Up to: Projects Page, DSE Section, Department of Computing, Imperial College


Pro-active role based management for Telecommunication Services

Sponsor: Fujitsu Network Systems Laboratories, Kawasaki, Japan

Participants: Emil Lupu, Morris Sloman, Jeff Kramer, Jeff Magee

  1. Motivation
  2. The vast improvement in the past few years of telecommunication networks has lead to the multiplication of services offered to customers and of organisations involved in the provision of services between communication endpoints. This complicates the management task of the network operators which have to operate in a complex pattern of customer/provider relationships as well as manage an exponentially increasing number of objects. Often there is no clear informal or formal specification of the management policies and procedures which have to be enforced.

    Further, the advent of ATM networks and the diversity of transmission media leads to adaptive Quality of Service requirements and management. This shifts network management controls towards the end user and application. The devolution of management responsibilities towards the user requires a tight access control from the service providers and rigorous specification of the management actions to be taken. Access control is however not sufficient since the use of services must be monitored and coercive actions must be taken for the full enforcement of security.

    Because several operators, within the same organisation or across organisational boundaries, have responsibility for managing network resources the specifications of the management tasks have to be further aggregated into roles delimiting the scope of responsibility. Thus, roles and relationships which represent the organisational structure are needed. >From a security point of view this implies the realisation of role based access control.

    As a result of these requirements several policies may apply to an object and conflicts may arise between them. These conflicts must be detected and/or resolved in order to ensure the consistency of the sets of policies. Some of the feature interaction conflicts may also be detected in this way.

  3. Objectives
  4. i) Policy, role and relationship specification - Refine and extend the tool support for the specification of policies, roles and relationships.

    ii) Policy/Role Analysis and Conflict detection

    iii) Case Study and Demonstrator - Evaluation of the applicability of the concepts developed to Telecommunications Service management.

  5. Relevant Publications
  6. Lupu, E.C. and M.S. Sloman (1999)Conflicts in Policy-based Distributed Systems Management. To appear in IEEE Transactions on Software Engineering, Special Issue on Inconsistency Managment, 1999.

    Lupu, E. C. and M. S. Sloman (1997). A Policy Based Role Object Model.
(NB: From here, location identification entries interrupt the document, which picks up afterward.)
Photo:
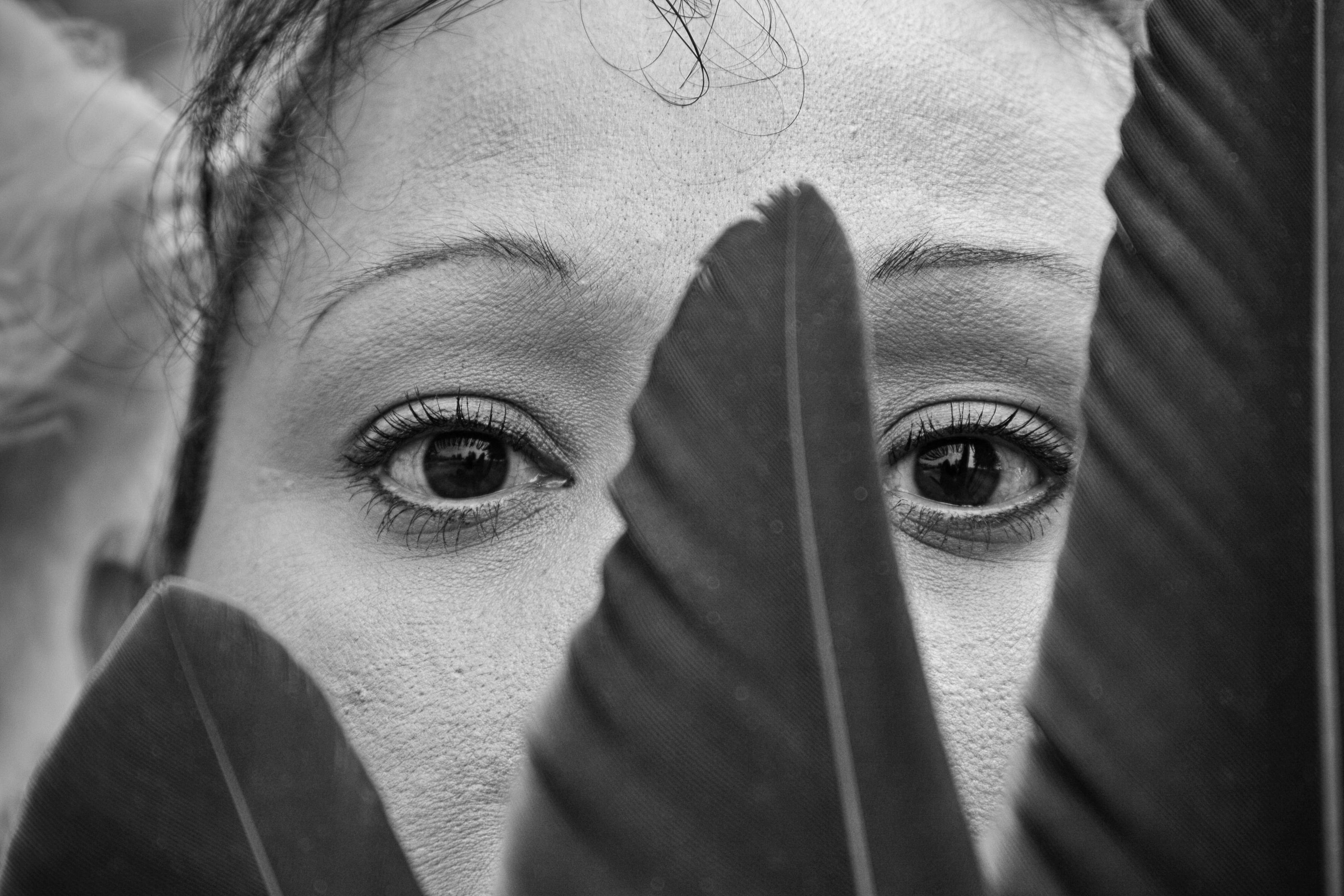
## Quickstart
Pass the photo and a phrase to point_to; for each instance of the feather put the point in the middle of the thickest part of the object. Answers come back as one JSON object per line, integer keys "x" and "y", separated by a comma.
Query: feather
{"x": 1176, "y": 696}
{"x": 202, "y": 760}
{"x": 745, "y": 712}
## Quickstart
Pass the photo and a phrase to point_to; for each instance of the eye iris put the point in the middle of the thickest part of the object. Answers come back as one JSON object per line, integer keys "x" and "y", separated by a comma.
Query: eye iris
{"x": 465, "y": 465}
{"x": 962, "y": 471}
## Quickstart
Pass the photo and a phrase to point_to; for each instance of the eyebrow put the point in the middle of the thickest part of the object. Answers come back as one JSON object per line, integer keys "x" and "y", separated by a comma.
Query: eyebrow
{"x": 923, "y": 253}
{"x": 536, "y": 252}
{"x": 507, "y": 246}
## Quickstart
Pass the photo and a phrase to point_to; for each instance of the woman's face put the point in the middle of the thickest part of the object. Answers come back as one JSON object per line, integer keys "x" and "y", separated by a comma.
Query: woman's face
{"x": 429, "y": 390}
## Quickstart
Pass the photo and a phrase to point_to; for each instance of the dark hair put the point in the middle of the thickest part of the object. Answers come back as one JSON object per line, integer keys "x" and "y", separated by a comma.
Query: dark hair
{"x": 257, "y": 116}
{"x": 273, "y": 71}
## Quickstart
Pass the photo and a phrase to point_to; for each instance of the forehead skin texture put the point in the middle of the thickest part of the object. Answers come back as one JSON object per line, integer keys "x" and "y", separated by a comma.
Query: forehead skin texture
{"x": 945, "y": 120}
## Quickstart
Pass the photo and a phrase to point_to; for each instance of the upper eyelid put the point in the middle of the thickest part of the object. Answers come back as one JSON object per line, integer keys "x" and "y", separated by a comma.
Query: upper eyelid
{"x": 515, "y": 422}
{"x": 1035, "y": 432}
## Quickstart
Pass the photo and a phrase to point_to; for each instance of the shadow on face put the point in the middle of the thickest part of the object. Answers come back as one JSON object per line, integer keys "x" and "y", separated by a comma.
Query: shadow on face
{"x": 429, "y": 390}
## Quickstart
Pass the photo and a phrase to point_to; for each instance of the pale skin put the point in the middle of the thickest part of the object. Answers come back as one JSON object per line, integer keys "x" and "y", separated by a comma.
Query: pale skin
{"x": 960, "y": 123}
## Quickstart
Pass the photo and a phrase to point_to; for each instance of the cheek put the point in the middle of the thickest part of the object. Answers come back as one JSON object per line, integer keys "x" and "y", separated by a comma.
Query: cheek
{"x": 433, "y": 663}
{"x": 979, "y": 626}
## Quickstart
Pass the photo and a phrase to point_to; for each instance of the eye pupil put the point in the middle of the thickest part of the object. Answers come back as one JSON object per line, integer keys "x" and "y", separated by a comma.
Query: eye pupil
{"x": 959, "y": 471}
{"x": 465, "y": 465}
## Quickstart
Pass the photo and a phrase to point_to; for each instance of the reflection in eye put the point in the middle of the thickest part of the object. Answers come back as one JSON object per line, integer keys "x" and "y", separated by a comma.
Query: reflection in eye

In Proceedings of the 1st IEEE International Enterprise Distributed Object Computing Workshop (EDOC'97), Gold Coast, Queensland, Australia, pp 36-47, October 1997.

    Lupu, E. C., and M. S. Sloman (1997). Reconciling Role Based Management and Role Based Access Control. Proceedings of the Second ACM Workshop on Role Based Access Control. Fairfax, Virginia, USA. ACM Press, ISBN 0-89791-985-8, November 1997, pp. 135-142.